Pihak kepolisian berhasil mengamankan sejumlah barang bukti penting, di antaranya:

  • 1 unit sepeda motor Yamaha Jupiter Z (Hitam Perak).
  • 1 unit sepeda motor Yamaha Mio (Hitam).
  • 1 unit sepeda motor Yamaha Mio Soul (Merah Hitam).
  • Pakaian yang digunakan pelaku saat beraksi (Jaket cokelat, kemeja, celana jeans, peci resam, dan sandal).
  • Satu buah kunci motor cadangan yang digunakan untuk mengeksekusi pencurian.
Baca Juga  Kisah Duka Abdullah, Anak Palestina yang Masih Berharap Pulang ke Tanah Kelahirannya

Atas perbuatannya, tersangka ZA dijerat dengan Pasal 477 UU Nomor 1 Tahun 2023 tentang KUHPidana terkait Tindak Pidana Pencurian dengan Pemberatan.

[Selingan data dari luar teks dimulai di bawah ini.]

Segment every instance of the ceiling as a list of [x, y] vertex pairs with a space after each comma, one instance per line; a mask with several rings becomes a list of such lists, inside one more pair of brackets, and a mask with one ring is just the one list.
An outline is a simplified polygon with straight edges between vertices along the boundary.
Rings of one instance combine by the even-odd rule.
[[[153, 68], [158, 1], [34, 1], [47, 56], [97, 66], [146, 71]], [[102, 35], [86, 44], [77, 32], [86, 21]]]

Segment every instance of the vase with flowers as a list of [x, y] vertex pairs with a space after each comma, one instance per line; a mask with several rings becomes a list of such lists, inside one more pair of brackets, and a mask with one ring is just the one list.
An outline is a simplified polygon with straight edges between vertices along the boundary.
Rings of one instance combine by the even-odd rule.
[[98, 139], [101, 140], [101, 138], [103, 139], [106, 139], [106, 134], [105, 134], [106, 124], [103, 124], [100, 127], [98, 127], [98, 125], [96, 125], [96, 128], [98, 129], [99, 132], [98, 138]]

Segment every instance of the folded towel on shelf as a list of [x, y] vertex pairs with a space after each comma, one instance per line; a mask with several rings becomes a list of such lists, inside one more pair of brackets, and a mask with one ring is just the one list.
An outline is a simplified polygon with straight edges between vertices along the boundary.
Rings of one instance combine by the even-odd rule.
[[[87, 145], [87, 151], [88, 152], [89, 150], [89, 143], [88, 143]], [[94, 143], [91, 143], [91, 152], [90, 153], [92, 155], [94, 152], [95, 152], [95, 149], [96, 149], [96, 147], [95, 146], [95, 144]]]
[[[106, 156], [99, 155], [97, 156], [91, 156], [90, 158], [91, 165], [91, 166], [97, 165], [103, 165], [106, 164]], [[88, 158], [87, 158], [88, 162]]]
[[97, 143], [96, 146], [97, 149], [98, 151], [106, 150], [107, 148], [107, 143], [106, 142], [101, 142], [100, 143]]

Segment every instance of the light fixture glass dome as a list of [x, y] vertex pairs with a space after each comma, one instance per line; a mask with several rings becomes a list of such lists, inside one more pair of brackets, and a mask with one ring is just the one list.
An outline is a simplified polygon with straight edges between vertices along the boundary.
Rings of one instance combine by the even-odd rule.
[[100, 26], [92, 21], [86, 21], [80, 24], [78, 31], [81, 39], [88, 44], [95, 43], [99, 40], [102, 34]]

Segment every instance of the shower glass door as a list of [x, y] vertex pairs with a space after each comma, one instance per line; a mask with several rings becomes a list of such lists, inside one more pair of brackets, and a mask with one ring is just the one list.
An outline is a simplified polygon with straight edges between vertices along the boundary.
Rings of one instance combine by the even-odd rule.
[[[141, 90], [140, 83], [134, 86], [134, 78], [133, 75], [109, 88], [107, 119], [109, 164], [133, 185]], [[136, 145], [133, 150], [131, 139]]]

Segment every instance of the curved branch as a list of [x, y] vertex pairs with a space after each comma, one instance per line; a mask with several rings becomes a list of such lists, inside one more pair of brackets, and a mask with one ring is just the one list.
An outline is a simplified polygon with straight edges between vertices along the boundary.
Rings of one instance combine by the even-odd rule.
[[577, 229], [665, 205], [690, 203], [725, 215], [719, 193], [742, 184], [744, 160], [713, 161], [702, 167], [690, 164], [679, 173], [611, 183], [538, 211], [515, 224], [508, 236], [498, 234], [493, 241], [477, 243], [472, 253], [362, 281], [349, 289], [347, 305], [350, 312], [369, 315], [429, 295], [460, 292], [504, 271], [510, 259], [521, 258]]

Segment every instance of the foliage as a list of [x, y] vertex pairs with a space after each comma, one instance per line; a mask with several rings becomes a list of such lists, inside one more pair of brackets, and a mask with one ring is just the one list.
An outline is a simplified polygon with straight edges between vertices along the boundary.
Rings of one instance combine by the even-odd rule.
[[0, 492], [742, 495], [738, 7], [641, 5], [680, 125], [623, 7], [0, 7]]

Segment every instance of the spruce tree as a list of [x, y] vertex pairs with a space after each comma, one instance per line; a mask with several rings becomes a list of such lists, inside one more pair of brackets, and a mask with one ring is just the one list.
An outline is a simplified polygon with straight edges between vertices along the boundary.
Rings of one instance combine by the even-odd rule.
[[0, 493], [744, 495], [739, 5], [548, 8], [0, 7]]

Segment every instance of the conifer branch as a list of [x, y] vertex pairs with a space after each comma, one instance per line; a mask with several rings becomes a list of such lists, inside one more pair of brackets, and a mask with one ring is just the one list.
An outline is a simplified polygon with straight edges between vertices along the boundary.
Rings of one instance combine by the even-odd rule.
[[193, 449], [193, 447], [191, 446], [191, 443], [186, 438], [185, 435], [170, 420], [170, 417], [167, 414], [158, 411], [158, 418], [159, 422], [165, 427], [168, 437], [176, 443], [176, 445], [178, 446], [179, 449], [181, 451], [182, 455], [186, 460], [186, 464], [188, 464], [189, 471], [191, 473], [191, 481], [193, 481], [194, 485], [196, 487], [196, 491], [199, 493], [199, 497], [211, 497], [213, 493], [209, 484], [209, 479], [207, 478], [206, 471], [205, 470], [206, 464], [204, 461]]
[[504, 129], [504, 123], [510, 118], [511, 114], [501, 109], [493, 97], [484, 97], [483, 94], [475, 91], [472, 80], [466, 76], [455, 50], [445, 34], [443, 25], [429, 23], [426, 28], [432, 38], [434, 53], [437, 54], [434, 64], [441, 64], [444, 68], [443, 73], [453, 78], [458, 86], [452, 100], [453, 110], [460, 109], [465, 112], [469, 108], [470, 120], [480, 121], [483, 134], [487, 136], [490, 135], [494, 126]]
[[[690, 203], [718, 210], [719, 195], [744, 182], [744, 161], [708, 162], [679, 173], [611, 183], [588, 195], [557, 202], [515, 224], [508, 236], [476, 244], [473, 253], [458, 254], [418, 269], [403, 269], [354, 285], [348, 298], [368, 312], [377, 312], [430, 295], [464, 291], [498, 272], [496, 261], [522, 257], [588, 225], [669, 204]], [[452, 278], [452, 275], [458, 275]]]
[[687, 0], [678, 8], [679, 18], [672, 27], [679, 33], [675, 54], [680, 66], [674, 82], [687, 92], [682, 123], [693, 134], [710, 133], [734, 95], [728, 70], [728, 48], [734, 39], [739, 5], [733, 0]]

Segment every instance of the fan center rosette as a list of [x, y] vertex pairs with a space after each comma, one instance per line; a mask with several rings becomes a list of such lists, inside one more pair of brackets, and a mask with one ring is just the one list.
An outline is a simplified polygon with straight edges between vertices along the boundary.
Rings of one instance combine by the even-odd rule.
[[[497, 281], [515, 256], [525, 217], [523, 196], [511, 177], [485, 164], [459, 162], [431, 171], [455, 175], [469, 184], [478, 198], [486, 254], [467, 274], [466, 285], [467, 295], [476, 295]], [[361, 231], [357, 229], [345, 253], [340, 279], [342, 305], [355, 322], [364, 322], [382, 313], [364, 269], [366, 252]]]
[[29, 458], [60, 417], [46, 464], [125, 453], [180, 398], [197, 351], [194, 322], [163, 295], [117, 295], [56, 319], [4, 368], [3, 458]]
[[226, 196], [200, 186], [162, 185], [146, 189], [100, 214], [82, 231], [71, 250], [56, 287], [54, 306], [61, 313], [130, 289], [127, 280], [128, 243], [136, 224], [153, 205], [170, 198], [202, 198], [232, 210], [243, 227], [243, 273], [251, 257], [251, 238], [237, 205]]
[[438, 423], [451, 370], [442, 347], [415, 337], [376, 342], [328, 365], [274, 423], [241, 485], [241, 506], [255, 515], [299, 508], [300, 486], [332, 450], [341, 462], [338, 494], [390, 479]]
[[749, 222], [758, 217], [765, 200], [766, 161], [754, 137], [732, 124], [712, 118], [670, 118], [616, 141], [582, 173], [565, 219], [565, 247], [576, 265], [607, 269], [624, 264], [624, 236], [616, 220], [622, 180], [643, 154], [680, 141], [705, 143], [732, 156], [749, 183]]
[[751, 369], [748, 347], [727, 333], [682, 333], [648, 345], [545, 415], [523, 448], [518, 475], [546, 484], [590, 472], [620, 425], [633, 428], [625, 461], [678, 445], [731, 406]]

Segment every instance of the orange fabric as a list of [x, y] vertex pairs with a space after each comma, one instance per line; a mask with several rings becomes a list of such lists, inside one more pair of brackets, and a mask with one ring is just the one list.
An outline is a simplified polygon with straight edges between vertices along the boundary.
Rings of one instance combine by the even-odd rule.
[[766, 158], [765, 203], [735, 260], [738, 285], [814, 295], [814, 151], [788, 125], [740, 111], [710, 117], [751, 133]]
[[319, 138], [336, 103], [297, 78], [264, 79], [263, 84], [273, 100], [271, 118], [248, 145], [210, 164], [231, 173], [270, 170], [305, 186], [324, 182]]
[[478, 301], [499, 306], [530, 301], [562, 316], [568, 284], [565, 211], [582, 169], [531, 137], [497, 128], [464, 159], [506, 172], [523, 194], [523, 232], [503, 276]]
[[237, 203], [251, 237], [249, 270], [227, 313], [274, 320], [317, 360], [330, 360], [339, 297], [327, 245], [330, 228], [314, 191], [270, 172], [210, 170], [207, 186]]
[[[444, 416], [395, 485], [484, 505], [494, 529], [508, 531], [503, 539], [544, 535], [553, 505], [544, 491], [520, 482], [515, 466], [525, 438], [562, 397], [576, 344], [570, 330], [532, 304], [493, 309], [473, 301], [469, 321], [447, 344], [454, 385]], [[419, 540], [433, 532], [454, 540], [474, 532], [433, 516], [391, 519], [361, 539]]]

“Tersangka terancam hukuman pidana maksimal 7 tahun penjara serta denda kategori V,” tegas Max Mariners.

Saat ini, pelaku beserta barang bukti telah diamankan di Mapolresta Pangkalpinang untuk proses penyidikan lebih lanjut. Kepolisian mengimbau kepada masyarakat untuk selalu waspada dan menggunakan kunci ganda saat memarkirkan kendaraan di tempat umum.